Con chi ce l'ha, Della Valle?
«Non faccio nomi. Mia madre mi ha insegnato a non parlare male degli assenti. Ma questo mestiere è fatto di messaggi. E quelli che ho appena visto lanciati dalle passerelle non mi piacciono. Ho due figli, e non mi va che il loro modello sia quel ragazzotto che sfila e sembra uno squinternato. O il calciatore che va dietro alle veline. Non mi piace che mio figlio si identifichi con un mondo effimero, che non rappresenta nulla. Oggi si può presentare un ottimo prodotto mettendoci un po' di cultura o di solidarietà. Bisogna smetterla di fare la cenetta, la sfilatina, che non servono a nessuno, se non all'egocentrismo di chi vede il titolo sul giornale la mattina dopo».
Ma l'industria del lusso gioca proprio su questo: la provocazione, l'estremizzazione, l'ambiguità. Anche lei fa parte dello stesso circo.
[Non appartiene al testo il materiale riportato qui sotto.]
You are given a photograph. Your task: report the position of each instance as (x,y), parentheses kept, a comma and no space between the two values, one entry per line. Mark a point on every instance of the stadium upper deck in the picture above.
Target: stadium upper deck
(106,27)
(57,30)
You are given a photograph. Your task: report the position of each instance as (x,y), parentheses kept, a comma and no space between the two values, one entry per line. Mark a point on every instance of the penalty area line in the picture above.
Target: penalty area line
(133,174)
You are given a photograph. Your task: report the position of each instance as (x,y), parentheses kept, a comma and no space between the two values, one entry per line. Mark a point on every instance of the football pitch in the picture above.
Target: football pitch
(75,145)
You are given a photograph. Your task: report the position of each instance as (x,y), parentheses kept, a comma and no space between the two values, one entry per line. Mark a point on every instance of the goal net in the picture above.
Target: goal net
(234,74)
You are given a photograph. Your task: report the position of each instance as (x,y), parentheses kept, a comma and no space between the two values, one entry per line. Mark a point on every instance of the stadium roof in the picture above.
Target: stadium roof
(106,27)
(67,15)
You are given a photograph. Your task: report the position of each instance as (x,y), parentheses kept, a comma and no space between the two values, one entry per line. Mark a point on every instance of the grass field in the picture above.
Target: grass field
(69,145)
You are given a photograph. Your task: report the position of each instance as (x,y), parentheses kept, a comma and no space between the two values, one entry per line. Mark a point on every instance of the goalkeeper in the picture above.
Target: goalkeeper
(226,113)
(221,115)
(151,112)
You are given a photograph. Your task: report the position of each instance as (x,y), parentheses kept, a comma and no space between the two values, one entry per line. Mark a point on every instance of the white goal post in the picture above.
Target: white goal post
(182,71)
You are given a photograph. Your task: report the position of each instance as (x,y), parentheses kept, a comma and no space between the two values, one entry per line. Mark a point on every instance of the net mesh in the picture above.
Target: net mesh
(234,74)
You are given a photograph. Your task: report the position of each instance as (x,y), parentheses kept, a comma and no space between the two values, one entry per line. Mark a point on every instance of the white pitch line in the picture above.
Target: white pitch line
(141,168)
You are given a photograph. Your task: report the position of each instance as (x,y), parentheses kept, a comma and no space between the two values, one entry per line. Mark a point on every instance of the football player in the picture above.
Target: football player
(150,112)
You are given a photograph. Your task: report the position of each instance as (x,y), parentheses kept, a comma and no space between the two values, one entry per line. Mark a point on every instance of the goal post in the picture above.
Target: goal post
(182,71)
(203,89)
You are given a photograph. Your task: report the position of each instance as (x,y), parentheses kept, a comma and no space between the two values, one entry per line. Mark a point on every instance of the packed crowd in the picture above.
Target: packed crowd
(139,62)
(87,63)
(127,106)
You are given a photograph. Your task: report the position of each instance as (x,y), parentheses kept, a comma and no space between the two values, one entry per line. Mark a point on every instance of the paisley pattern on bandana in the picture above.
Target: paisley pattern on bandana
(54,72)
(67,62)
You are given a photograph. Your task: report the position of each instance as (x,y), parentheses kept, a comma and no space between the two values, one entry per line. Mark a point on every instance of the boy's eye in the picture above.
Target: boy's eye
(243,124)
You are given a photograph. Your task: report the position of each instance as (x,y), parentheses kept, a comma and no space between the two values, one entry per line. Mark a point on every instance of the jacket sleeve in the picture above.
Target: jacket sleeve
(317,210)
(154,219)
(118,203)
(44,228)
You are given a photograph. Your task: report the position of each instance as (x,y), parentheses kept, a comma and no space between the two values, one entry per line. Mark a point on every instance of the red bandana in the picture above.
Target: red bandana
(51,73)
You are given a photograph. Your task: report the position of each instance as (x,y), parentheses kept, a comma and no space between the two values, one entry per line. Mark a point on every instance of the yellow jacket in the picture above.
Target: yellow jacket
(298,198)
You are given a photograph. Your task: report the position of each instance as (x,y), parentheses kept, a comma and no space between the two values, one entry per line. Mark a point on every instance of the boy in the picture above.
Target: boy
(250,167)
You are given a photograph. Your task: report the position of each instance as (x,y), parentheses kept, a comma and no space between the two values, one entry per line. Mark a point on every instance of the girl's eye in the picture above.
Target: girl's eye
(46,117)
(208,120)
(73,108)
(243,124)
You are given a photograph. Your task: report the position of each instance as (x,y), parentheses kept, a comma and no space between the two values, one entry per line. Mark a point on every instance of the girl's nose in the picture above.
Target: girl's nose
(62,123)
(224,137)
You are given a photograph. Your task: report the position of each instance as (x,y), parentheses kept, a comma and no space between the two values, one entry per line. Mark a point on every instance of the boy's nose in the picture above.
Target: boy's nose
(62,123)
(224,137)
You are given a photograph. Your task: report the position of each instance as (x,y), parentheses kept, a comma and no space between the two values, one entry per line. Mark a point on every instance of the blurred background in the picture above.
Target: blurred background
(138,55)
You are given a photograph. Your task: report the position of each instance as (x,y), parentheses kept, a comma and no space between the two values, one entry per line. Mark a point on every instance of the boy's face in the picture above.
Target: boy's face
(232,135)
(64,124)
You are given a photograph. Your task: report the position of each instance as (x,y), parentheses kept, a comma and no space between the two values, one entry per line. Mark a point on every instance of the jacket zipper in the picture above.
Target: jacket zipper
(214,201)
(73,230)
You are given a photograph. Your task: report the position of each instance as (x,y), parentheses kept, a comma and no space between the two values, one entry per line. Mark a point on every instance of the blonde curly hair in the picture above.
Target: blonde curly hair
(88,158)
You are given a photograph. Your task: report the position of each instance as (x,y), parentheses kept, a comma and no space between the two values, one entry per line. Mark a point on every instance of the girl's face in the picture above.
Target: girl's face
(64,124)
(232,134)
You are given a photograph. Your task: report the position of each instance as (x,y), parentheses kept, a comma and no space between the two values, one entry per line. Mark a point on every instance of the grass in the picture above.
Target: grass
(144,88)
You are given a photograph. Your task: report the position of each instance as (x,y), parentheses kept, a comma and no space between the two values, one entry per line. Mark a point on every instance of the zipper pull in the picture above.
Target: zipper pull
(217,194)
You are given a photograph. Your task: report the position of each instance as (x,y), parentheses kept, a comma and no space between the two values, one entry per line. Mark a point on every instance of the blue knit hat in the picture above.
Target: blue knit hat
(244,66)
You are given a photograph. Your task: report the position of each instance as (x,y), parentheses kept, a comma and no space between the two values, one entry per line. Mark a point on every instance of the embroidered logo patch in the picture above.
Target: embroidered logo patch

«Sì, ma ogni messaggio ha il suo momento. E come padre considero deprecabile far uscire in passerella qualcuno che dà un messaggio distorto e trasgressivo. Mettiamoci anche un po' di etica. II sogno, la solidità dei prodotti, la cultura, possono stare insieme. Certo, posso capire che a 70 anni si fatichi a seguire la sensibilità di un mercato che vuol parlare a un ventenne. Ma allora, facciamo largo ai giovani».
Che cosa propone?
«Di mettere in piedi una task force di grande qualità che studi un progetto serio».
Per fare che cosa?
«II made in Italy sta morendo. lo vengo da un paesetto in mezzo alla più grande concentrazione di fabbricanti di scarpe del mondo, Sant'Elpidio nelle Marche. E ho visto esplodere il benessere e gemmare nuove aziende, credo che ce ne siano cinquemila, e adesso osservo un territorio che muore: una lenta agonia, con fabbriche che via via chiudono. Fare oggi le scarpe in Italia, se non si ha un grande marchio, e se nel marchio non c'è una forte innovazione, non ce la si fa. Ma se fai anche solo delle ciabatte da 10 euro, ma sono migliori di quelle cinesi perché ci hai messo dentro dell'innovazione, allora sei salvo».
Che aiuto chiedete?
«Questo settore deve essere incentivato per ricerca. è fatto soprattutto di aziende di piccole dimensioni, con 15 dipendenti in media, che vanno a caccia dei mercati accodandosi ai grandi gruppi. Ma rischiano ogni giorno di più. La loro unica salvezza è l'innovazione, ma i soldi per la ricerca non li hanno: allora detassiamo la spesa per l'innovazione».